By Stephen DravisiBerkshires Staff
WILLIAMSTOWN, Mass. — The Mount Greylock Regional School Committee on Tuesday began consideration of whether it wants to send its member towns fiscal year 2027 assessments that are 12 to 13 percent higher than the bills Lanesborough and Williamstown paid for the current school year.
 
The committee held a special meeting with a single item on the agenda: the draft FY27 budget prepared by the administration.
 
That spending plan, which comes with no net increase in staffing or services, would result in an 11.73 percent increase in the assessment to Lanesborough (up by $801,742 from FY26) and a 12.71 percent increase to Williamstown (up by $1,883,944).
 
The draft budget could address some of the needs expressed by the school councils in each of the district's three schools.
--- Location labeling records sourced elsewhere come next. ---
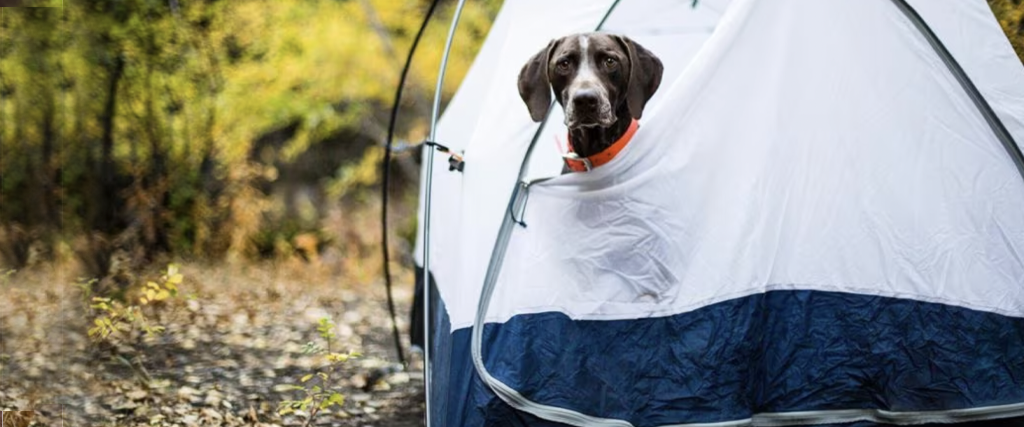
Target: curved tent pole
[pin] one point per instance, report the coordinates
(386, 169)
(954, 68)
(518, 401)
(426, 206)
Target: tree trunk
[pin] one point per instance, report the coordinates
(105, 196)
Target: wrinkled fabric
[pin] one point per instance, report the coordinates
(779, 351)
(812, 216)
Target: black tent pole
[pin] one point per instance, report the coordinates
(386, 169)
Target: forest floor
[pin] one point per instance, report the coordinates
(231, 350)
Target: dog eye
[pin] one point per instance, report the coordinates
(562, 65)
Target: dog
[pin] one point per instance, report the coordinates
(602, 81)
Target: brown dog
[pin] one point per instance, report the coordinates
(603, 81)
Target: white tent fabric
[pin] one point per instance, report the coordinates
(799, 153)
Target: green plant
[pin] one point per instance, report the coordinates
(5, 276)
(122, 324)
(320, 394)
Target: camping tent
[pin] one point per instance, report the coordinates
(820, 220)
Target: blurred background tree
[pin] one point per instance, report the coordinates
(211, 129)
(135, 128)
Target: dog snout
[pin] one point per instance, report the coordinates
(587, 100)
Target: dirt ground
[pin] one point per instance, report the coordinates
(232, 345)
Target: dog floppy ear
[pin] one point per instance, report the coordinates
(535, 87)
(645, 76)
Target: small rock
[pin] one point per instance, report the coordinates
(137, 394)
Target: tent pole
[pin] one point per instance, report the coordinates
(386, 171)
(954, 68)
(426, 208)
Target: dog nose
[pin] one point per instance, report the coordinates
(586, 99)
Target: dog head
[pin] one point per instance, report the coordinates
(592, 76)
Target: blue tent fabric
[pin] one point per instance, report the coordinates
(813, 225)
(773, 352)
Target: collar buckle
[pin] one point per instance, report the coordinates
(571, 158)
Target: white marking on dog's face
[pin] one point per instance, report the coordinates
(586, 80)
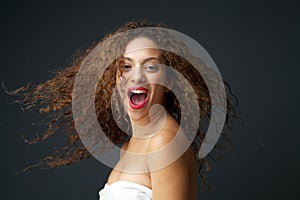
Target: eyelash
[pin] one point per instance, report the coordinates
(148, 68)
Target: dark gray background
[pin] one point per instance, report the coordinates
(255, 45)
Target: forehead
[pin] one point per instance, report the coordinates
(141, 47)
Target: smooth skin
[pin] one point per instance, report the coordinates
(178, 180)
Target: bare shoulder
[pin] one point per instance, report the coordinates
(164, 136)
(123, 148)
(176, 178)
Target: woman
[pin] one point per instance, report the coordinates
(146, 104)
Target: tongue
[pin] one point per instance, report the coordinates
(137, 99)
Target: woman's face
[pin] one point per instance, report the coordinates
(142, 70)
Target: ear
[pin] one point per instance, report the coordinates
(169, 84)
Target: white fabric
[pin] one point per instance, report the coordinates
(125, 190)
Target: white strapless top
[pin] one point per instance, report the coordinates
(125, 190)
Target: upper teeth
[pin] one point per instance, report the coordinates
(138, 91)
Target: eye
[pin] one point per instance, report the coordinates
(126, 68)
(151, 68)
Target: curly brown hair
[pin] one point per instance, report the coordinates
(54, 98)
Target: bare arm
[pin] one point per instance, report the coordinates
(174, 181)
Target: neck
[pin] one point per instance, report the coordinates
(151, 124)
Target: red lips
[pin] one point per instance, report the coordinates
(138, 97)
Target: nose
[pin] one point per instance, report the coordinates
(138, 75)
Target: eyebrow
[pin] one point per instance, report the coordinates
(144, 61)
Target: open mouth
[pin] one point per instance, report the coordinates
(138, 97)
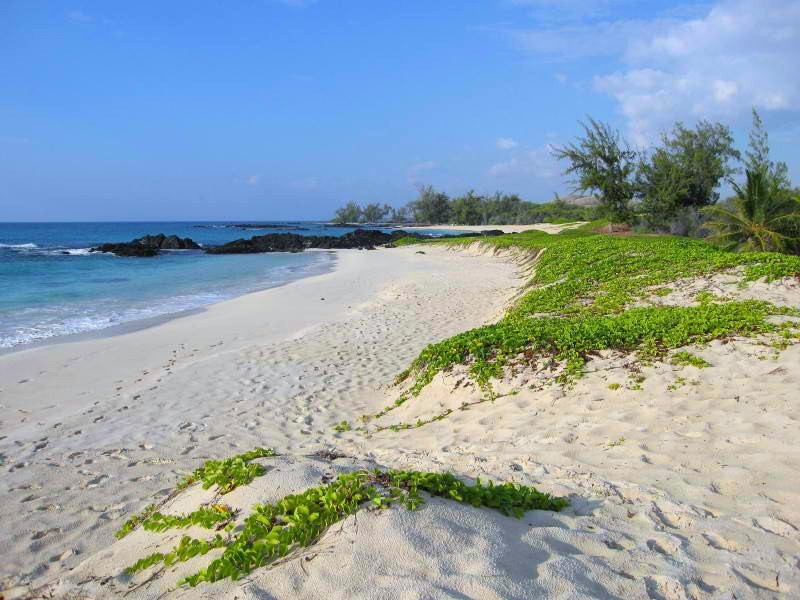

But it does so by reallocating positions in the FY26 budget and without adding any full-time equivalent positions (FTEs), Superintendent Joseph Bergeron told the School Committee.
 
Both Lanesborough Elementary and Williamstown Elementary listed the addition of a math interventionist as one of their top priorities for FY27 in presentations given to the School Committee over the last couple of months.
 
"Both elementary schools have potential paths to gaining math interventionists," Bergeron said. "The increases that you see within what we have here, meaning the 12 and 13 percent increases, those embed with them the ability to gain those math interventionists within the staffing. In order to do that, we would need to move pieces around within schools.
 
"If we wanted to … purely increase FTEs in order to achieve math interventionists at the elementary schools coming in from the outside? Each town's budget would need to increase by about another $100,000, and that equates to increasing each town's percentage [increase] by another .4 to .5 percent."